Because I like to try to think a bit more critically about how any kind of messaging impacts me and others, when I see an inspirational meme or quote circulating, I ask myself if there is any way that this message could apply to all people, across the board. And if the answer is “no” (hint: it usually is), then I try to think of a single person or group of people for whom this message would NOT ring true. And how they might be impacted if they were confronted by the message. What harm could it be doing? And, because I’d like to have you thinking more critically right along side me, I’ve selected the meme below so that we can look at it together. Ready? Here we go…

When I read this message, I feel angered and frustrated by the way it completely negates the fact that many of the walls that people confront every day are socially constructed, or bureaucratic. These walls can block access to any or many of the resources necessary to live a fulfilling life. Because of these walls, people with lower incomes are blocked from access to good health-care, affordable healthy food, and quality education. Transgender people are blocked from access to safe public restrooms, and discrimination-free housing and employment. People of color are blocked from safety, from respect, and from the ability to move through the world freely, and without fear of surveillance or targeted acts of violence. I’m really only naming a few of the communities in our country who experience marginalization. I have not spoken to the impacts of this message on people who are subject to marginalization due to ablism, ageism, and sexism, to name just a few. And of the communities I have mentioned, I have only listed a few of ways that those people can be blocked - or walled off - from a sense of fulfillment or happiness.

The walls that confine them - that confine us all - are not just in our heads. They are socially constructed and maintained. And if you are a person who doesn’t really have a deep awareness of those social constructs, or how they block you, you may read this message and think, “what is wrong with me? Why am I always getting in my own way? Why can’t a break down these walls?” A very painful message to be internalizing on top of every other message that has you questioning your self-worth.

I want to say here that I am not against sharing the things that inspire us or keep us going through the difficult times. But I am also a huge fan of social responsibility. Of thinking about how our behavior, or the things we say or share in the real world as well as the virtual one, might impact the people who come into contact with us. And one of the most painful things we do to each other is collapse the complexity of our experiences and contexts in a way that pathologizes anyone who struggles, or experiences unhappiness, or expresses a need for support.

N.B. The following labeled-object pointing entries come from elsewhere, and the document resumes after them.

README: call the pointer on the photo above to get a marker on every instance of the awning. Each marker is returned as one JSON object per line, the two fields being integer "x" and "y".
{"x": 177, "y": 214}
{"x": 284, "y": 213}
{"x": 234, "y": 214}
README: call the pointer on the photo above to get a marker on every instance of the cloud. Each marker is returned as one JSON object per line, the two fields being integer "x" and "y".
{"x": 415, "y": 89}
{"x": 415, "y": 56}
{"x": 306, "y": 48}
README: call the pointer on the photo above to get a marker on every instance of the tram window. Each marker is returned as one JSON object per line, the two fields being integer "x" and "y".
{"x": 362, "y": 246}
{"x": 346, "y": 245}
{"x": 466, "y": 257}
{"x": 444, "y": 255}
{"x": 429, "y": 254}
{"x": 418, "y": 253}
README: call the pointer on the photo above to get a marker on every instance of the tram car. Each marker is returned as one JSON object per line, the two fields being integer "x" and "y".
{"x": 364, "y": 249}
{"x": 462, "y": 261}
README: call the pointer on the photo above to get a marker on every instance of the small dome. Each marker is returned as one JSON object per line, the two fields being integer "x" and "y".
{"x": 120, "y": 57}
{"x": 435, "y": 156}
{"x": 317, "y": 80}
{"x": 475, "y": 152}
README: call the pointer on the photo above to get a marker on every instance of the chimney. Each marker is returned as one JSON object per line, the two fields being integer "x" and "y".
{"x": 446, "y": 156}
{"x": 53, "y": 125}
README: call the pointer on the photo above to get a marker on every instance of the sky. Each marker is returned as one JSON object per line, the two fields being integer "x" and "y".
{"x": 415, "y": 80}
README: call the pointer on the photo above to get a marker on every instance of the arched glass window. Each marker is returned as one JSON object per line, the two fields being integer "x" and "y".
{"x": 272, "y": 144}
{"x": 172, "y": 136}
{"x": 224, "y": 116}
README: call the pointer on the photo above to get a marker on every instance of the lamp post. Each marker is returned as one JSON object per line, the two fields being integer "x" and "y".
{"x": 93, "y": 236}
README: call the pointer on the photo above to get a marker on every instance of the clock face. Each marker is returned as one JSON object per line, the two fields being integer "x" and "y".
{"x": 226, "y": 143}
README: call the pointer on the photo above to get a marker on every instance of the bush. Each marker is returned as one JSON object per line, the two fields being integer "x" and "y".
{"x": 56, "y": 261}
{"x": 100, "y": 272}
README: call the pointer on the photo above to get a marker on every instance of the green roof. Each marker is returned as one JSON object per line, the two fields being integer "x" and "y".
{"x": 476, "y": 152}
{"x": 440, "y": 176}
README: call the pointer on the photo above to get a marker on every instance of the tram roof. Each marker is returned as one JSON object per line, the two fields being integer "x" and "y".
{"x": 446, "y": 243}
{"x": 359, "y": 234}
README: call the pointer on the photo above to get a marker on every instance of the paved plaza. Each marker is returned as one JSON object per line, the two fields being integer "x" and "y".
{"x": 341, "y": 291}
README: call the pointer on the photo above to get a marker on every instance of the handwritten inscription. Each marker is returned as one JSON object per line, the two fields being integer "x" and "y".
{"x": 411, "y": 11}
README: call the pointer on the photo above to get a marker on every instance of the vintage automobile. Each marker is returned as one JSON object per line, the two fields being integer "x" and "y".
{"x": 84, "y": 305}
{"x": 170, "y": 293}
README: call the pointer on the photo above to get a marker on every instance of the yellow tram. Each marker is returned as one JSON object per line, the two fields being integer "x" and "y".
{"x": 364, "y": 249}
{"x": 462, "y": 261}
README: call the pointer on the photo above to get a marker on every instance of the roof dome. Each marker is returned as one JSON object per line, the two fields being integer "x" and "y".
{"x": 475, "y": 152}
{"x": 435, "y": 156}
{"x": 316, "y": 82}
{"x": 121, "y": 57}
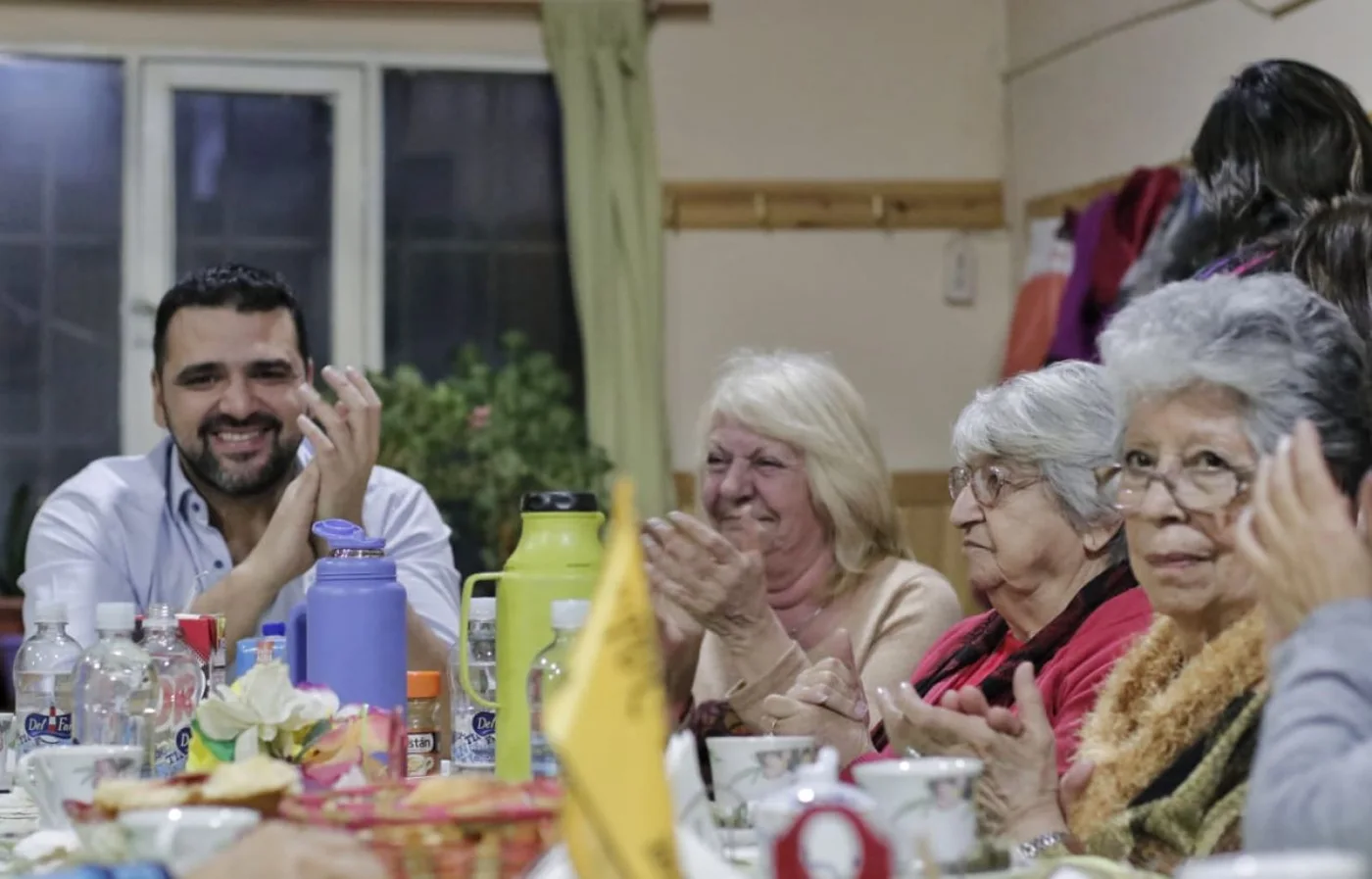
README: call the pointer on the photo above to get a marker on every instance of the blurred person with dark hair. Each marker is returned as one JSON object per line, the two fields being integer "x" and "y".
{"x": 217, "y": 517}
{"x": 1280, "y": 140}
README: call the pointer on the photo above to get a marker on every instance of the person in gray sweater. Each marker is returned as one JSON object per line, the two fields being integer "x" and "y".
{"x": 1312, "y": 778}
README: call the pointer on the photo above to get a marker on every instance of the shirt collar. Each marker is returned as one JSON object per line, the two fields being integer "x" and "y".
{"x": 181, "y": 495}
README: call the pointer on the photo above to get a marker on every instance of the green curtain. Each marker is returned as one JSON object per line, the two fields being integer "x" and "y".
{"x": 599, "y": 52}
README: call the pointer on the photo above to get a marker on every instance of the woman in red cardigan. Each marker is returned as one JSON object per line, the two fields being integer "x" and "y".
{"x": 1046, "y": 550}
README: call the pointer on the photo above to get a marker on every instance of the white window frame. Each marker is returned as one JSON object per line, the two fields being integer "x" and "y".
{"x": 359, "y": 302}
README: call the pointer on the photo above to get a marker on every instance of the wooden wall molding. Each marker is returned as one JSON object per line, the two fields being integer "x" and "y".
{"x": 923, "y": 507}
{"x": 908, "y": 487}
{"x": 970, "y": 205}
{"x": 1056, "y": 203}
{"x": 521, "y": 9}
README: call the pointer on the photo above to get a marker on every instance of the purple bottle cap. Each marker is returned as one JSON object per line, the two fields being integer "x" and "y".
{"x": 343, "y": 535}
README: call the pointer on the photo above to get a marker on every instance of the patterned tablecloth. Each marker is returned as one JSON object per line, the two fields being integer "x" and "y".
{"x": 18, "y": 814}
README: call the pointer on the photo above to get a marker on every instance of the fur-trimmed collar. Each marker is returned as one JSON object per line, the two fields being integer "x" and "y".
{"x": 1154, "y": 705}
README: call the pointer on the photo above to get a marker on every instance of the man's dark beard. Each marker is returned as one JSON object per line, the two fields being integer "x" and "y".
{"x": 208, "y": 466}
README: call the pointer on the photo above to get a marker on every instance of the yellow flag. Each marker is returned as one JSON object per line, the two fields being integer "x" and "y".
{"x": 608, "y": 723}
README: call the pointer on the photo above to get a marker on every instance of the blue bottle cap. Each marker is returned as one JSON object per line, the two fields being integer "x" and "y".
{"x": 343, "y": 535}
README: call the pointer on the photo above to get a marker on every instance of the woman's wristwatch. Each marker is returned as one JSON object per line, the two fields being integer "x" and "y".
{"x": 1026, "y": 854}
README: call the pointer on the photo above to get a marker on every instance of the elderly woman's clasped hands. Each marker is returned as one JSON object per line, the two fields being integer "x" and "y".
{"x": 1299, "y": 536}
{"x": 1019, "y": 792}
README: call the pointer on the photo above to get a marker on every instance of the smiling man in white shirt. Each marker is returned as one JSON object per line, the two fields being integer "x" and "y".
{"x": 217, "y": 517}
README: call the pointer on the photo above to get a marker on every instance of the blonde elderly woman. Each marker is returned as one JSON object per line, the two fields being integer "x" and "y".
{"x": 1046, "y": 550}
{"x": 800, "y": 539}
{"x": 1210, "y": 376}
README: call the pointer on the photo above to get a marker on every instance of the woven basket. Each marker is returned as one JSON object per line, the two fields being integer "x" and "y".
{"x": 497, "y": 833}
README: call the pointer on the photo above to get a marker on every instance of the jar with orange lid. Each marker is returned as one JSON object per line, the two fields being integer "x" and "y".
{"x": 422, "y": 720}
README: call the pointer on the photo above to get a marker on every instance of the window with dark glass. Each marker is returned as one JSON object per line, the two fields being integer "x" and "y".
{"x": 475, "y": 220}
{"x": 61, "y": 220}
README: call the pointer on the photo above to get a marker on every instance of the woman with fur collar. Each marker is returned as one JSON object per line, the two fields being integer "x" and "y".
{"x": 1210, "y": 376}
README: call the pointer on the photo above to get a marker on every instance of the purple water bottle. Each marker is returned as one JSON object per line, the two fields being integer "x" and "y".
{"x": 349, "y": 632}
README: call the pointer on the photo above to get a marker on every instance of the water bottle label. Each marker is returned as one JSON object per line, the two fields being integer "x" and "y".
{"x": 171, "y": 755}
{"x": 542, "y": 759}
{"x": 473, "y": 741}
{"x": 44, "y": 728}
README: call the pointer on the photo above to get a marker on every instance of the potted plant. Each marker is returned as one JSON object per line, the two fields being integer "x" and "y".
{"x": 18, "y": 520}
{"x": 483, "y": 436}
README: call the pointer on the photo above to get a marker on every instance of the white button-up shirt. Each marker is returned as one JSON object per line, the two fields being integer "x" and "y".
{"x": 134, "y": 529}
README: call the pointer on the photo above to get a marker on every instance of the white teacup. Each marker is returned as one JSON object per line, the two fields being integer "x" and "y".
{"x": 745, "y": 768}
{"x": 54, "y": 775}
{"x": 1278, "y": 865}
{"x": 925, "y": 803}
{"x": 185, "y": 837}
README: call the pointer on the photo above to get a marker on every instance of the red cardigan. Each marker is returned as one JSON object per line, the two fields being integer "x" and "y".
{"x": 1072, "y": 677}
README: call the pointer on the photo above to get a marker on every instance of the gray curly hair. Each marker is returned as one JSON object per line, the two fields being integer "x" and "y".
{"x": 1059, "y": 421}
{"x": 1282, "y": 350}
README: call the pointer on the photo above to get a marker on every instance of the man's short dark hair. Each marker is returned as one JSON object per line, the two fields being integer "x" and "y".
{"x": 229, "y": 285}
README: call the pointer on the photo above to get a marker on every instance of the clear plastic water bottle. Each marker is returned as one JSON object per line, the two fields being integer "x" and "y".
{"x": 548, "y": 672}
{"x": 116, "y": 687}
{"x": 43, "y": 680}
{"x": 473, "y": 725}
{"x": 180, "y": 680}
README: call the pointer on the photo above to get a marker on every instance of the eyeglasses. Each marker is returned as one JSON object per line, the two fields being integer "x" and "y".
{"x": 987, "y": 483}
{"x": 1197, "y": 488}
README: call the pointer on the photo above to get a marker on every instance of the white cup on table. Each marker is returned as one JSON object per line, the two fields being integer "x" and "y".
{"x": 926, "y": 806}
{"x": 185, "y": 837}
{"x": 1278, "y": 865}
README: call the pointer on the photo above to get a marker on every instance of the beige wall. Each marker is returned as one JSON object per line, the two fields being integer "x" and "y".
{"x": 823, "y": 89}
{"x": 1138, "y": 98}
{"x": 765, "y": 88}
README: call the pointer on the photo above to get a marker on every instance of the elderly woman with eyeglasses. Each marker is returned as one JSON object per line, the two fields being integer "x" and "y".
{"x": 1040, "y": 545}
{"x": 1210, "y": 376}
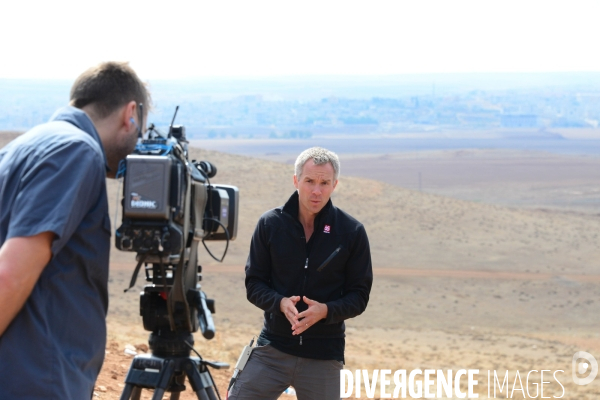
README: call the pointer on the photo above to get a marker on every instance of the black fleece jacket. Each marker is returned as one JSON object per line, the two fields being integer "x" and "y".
{"x": 337, "y": 272}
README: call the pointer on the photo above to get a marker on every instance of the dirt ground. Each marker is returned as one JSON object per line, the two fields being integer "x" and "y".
{"x": 497, "y": 273}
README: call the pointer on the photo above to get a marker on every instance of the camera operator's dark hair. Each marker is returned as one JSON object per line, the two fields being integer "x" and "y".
{"x": 108, "y": 86}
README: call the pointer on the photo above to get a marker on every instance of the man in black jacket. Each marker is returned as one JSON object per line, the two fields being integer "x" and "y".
{"x": 309, "y": 269}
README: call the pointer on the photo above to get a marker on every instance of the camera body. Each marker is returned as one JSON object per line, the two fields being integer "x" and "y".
{"x": 169, "y": 207}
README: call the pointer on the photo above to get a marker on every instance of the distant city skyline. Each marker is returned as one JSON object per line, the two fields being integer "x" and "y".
{"x": 184, "y": 39}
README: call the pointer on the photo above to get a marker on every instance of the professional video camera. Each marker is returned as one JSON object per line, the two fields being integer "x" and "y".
{"x": 169, "y": 207}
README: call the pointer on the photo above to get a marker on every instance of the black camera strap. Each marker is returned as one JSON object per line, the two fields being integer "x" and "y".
{"x": 177, "y": 293}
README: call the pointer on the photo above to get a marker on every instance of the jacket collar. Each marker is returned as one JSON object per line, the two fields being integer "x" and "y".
{"x": 81, "y": 120}
{"x": 292, "y": 207}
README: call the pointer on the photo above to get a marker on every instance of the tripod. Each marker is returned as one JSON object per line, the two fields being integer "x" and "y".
{"x": 166, "y": 368}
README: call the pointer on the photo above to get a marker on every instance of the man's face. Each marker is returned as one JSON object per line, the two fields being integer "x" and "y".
{"x": 315, "y": 185}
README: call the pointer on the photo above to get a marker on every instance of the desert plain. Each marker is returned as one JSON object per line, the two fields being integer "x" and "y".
{"x": 483, "y": 259}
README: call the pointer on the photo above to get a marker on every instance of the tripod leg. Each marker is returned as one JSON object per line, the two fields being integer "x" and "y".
{"x": 201, "y": 381}
{"x": 131, "y": 392}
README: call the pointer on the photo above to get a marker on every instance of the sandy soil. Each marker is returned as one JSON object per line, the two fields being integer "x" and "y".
{"x": 458, "y": 284}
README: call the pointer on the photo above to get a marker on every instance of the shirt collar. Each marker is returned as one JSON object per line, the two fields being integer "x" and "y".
{"x": 82, "y": 121}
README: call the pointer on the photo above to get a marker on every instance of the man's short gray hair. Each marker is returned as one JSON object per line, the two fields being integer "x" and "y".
{"x": 319, "y": 156}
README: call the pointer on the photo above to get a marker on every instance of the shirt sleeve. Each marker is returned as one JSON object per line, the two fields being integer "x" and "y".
{"x": 56, "y": 192}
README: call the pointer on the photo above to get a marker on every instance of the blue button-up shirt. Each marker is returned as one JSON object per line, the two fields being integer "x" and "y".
{"x": 52, "y": 179}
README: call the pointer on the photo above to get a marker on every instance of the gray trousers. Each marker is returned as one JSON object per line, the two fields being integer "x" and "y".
{"x": 269, "y": 372}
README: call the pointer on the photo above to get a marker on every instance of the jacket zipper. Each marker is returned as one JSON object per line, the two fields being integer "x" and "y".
{"x": 328, "y": 260}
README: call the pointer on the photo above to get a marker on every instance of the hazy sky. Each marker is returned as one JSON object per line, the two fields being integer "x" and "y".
{"x": 181, "y": 39}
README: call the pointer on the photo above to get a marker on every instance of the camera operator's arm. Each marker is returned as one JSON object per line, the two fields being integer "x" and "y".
{"x": 258, "y": 272}
{"x": 357, "y": 286}
{"x": 22, "y": 260}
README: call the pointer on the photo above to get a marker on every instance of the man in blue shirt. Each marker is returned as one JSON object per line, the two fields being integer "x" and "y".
{"x": 55, "y": 237}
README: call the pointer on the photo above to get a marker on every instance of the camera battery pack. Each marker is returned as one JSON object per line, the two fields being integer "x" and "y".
{"x": 146, "y": 192}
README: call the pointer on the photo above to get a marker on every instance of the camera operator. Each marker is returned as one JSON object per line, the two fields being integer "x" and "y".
{"x": 309, "y": 269}
{"x": 55, "y": 236}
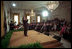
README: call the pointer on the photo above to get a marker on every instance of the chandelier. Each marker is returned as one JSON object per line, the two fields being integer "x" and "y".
{"x": 32, "y": 13}
{"x": 52, "y": 5}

If I could only make one small change to any of these memes, it would be to change the word "you" to "I." Often, what we are sharing are thoughts and ideas that resonate with us personally. And we assume that what resonates with us must certainly resonate with others, or heck, with everyone! But this is rarely the case. similarly, I hope that when we are engaging in this type of media, we are asking ourselves how it impacts us personally. Just because it SEEMS positive doesn't mean it's actually supportive. Don't buy everything you read!